There’s a phrase that I often hear, “Don’t sweat the small stuff.” The title of a book published in the 1990s, it’s become a sort of catch-phrase for those who want to simplify their lives and cease getting worked up about little things. Today, as I was staring into a dense hedge, I was thinking about “small stuff.” Specifically, Vapourer moth caterpillars. (Now you see why I need the specimen pots mentioned in my last post.)
My four year old son was on a quest to collect one of these brightly-coloured hairy fellas, and the pressure was on. We stared, we crouched, we looked at the underside of leaves, we found evidence of munching, but alas, the caterpillars weren’t about. Last week we saw two, this week none.
He got bored and ran off to the skate park. I stayed on in that hedge because while I was there, I noticed that the blackberries and sloes were ripening. I watched a spider deftly spin silk around her lunch, turning it round and round in the centre of her web. I felt the waning warmth of the early autumn sun on my brow, and the breeze gently lifting the downy hairs off my forearms, bringing with it the scent of seasons changing. Inhale. Exhale.
This was small stuff worth noticing.
I agree that there’s no point in worrying about little things. But I don’t think “small stuff” should be ignored. On the contrary, noticing the little things in life and cultivating a mindful awareness of things we usually take for granted can bring a sense of perspective, and ultimately, peace.
When I consider the worlds of activity that happen in the undergrowth, in a tree, beneath the sea, even in a single droplet of pond water, I stumble afresh upon my place in this world. When I make my awareness microscopic, I realise that I am simply another creature in this world: putting on the macro lens gives me the wide angle.

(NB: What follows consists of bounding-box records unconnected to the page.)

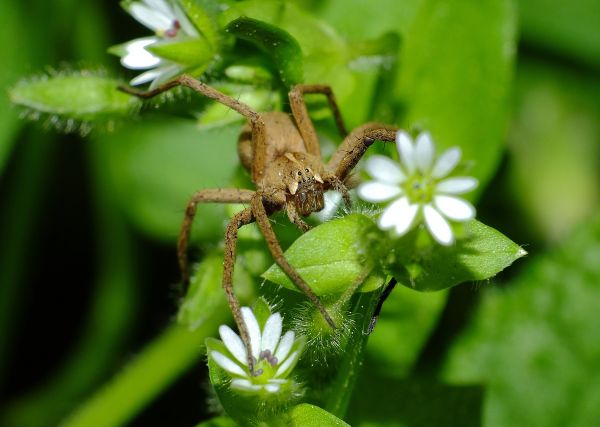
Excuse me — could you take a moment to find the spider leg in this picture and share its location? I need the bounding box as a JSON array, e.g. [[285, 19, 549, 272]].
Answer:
[[223, 208, 255, 373], [327, 123, 398, 182], [251, 192, 335, 328], [177, 189, 254, 287], [288, 84, 348, 159], [119, 74, 267, 183]]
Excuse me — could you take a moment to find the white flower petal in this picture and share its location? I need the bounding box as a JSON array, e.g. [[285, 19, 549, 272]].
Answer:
[[265, 383, 279, 393], [379, 197, 419, 235], [423, 205, 454, 246], [231, 378, 261, 391], [275, 331, 295, 362], [435, 176, 479, 194], [433, 196, 475, 221], [129, 3, 174, 31], [210, 351, 248, 377], [242, 307, 261, 360], [260, 313, 282, 354], [396, 130, 417, 175], [275, 351, 300, 377], [356, 181, 402, 202], [365, 154, 406, 184], [431, 147, 462, 179], [415, 132, 435, 173], [121, 37, 161, 70], [219, 325, 248, 365]]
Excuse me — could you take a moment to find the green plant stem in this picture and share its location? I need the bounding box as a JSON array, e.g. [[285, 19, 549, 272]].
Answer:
[[324, 291, 380, 418], [61, 314, 229, 427]]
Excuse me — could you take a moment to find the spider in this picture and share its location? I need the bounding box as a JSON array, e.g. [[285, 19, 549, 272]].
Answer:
[[121, 74, 398, 372]]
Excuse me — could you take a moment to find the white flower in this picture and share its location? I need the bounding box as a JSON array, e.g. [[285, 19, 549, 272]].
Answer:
[[109, 0, 200, 88], [358, 131, 478, 245], [208, 307, 304, 393]]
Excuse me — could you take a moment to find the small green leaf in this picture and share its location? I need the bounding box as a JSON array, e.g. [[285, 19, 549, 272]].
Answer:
[[10, 71, 141, 132], [389, 220, 527, 291], [225, 17, 304, 87], [146, 39, 214, 67], [286, 403, 350, 427], [263, 214, 384, 295]]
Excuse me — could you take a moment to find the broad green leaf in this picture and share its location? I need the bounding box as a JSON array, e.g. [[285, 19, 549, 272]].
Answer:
[[287, 403, 350, 427], [346, 371, 482, 427], [147, 39, 214, 67], [101, 116, 239, 242], [366, 286, 448, 378], [225, 17, 304, 87], [10, 71, 141, 132], [519, 0, 600, 69], [445, 215, 600, 427], [263, 214, 384, 295], [396, 0, 515, 188], [507, 59, 600, 241], [389, 220, 527, 291]]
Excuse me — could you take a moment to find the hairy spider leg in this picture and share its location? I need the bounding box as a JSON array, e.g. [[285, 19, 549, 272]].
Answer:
[[119, 74, 267, 183], [288, 84, 348, 160], [251, 192, 335, 329], [177, 188, 254, 287], [327, 123, 399, 182]]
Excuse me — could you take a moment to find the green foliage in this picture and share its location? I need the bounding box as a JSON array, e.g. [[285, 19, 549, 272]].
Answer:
[[225, 17, 304, 88], [263, 214, 384, 295], [445, 216, 600, 427], [10, 71, 141, 133], [389, 220, 527, 291], [396, 0, 515, 189]]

This is a daily meditation.
Each day, as you go about your business (preferably outdoors), take a moment to notice what you see, what you feel, what you smell, what you hear and what you taste. Stoop down and check out what’s happening in the grass. Look up at the sky and watch the clouds and the birds. Lie on your tummy and stare into the depths of a pond. In spite of what is happening for each of us in each moment, our daily struggles, worries and cares, the world continues to turn. Birds continue to migrate. Plants and animals perpetuate the cycle of life, reproduction and death. We are all a part of that. There is something deeply reassuring about all of this, and we can access it in a moment. Inhale. Exhale.
As soon as you finish reading this, go stand in a hedge for a bit. And if you see any Vapourer moth caterpillars, I’ve got a four year old who would be very interested in hearing from you.